By adding uniquely American concepts of human rights to the laws of armed conflict and Geneva Conventions adhered to by other civilized countries when they go to war, “we tend to restrict ourselves a lot more than the law requires,” Fiscus said.

“It’s just the way we see ourselves,” he said. “We believe very much in trying not to inflict collateral damage.”

But although engagement rules forbid U.S. troops from “fighting fire with fire” by adopting dubious guerrilla tactics, the ROE do not force American fighters to just sit there and take it when the enemy is pounding them, Fiscus said.

“It’s important for our soldiers, sailors, airmen and Marines to understand that under all laws of conflict, you always have the inherent right of self-defense,” he said. “If you have a reason to believe you or your unit are being attacked or in jeopardy, you have the right to defend yourself.”

Those calls can be very tricky, and each situation is different.
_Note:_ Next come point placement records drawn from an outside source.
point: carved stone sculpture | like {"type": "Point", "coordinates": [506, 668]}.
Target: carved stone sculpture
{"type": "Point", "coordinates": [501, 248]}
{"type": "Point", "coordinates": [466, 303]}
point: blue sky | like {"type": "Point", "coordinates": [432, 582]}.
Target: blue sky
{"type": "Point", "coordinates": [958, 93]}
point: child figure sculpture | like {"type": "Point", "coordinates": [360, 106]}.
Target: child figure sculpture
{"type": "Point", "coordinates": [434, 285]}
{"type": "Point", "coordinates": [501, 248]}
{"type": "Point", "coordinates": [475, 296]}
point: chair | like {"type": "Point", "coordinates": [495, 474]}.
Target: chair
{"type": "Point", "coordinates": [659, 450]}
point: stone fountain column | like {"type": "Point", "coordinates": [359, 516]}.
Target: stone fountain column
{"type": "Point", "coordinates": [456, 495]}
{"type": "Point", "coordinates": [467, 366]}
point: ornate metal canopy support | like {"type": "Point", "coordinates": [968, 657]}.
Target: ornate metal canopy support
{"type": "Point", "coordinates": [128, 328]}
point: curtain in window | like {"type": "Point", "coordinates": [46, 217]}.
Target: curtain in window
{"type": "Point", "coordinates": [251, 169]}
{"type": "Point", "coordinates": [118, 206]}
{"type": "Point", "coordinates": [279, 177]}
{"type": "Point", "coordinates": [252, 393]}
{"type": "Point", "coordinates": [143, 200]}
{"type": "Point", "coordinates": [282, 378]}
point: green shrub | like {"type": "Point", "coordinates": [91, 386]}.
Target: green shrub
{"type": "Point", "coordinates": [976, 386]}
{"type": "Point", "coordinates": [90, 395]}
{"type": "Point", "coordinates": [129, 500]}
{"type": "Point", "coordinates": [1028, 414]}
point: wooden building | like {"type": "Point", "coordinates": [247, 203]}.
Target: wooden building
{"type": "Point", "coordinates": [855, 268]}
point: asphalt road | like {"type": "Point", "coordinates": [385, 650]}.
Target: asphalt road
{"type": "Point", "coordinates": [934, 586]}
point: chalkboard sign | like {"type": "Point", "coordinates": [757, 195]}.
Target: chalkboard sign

That’s why the U.S. military spends so much time working to convey ROE to the troops, who, understandably, tend to be “concerned about whether they can get in trouble for doing their job,” Fiscus said.

The ROE issue falls under the military’s Judge Advocate General’s Corps, or JAGs.

JAGs are an essential element of any combat commander’s staff, from the senior-most offices in the Pentagon all the way down to division, brigade and even battalion headquarters.

In the Air Force, for example, JAGs sit side-by-side with commanders in the air operations center, examining every target set in advance to make sure it is legally valid.

Laymen may regard military lawyers as deadweights whose sole purpose is to tie their commander’s hands in the middle of a hard fight.

But that’s not true, Fiscus said.

“I don’t think [a JAG] ties the commander’s hands at all,” Fiscus said. “The commanders truly want to do the right thing, and they want to obey the law.”

Most experienced commanders understand that their JAGs are a boon, not a burden, Fiscus said.

A JAG’s familiarity with the fine points of international law and the ROE means that the lawyer can come up with alternate courses of action that might not have occurred to the commander, he said.

“Unless we are convinced a commander is going to jail [if he sanctions a certain action], we are going to find a way to help him do what he wants to do,” Fiscus said.

And sometimes, the JAGs are there to tell a commander that he has latitude to attack a target he might have assumed was off-limits.

For example, Fiscus said, in 1995 when he was assigned as staff JAG to the commander of Joint Task Force — Southwest Asia in Riyadh, Saudi Arabia, “I was sometimes in a position of making a commander understand he had more right to attack than he thought,” he said.

Yet while “we think the law actually facilitates the conduct of the war,” in the end, lawyers never have the last say on the battlefield, Fiscus said.

“The commander always makes the call,” Fiscus said.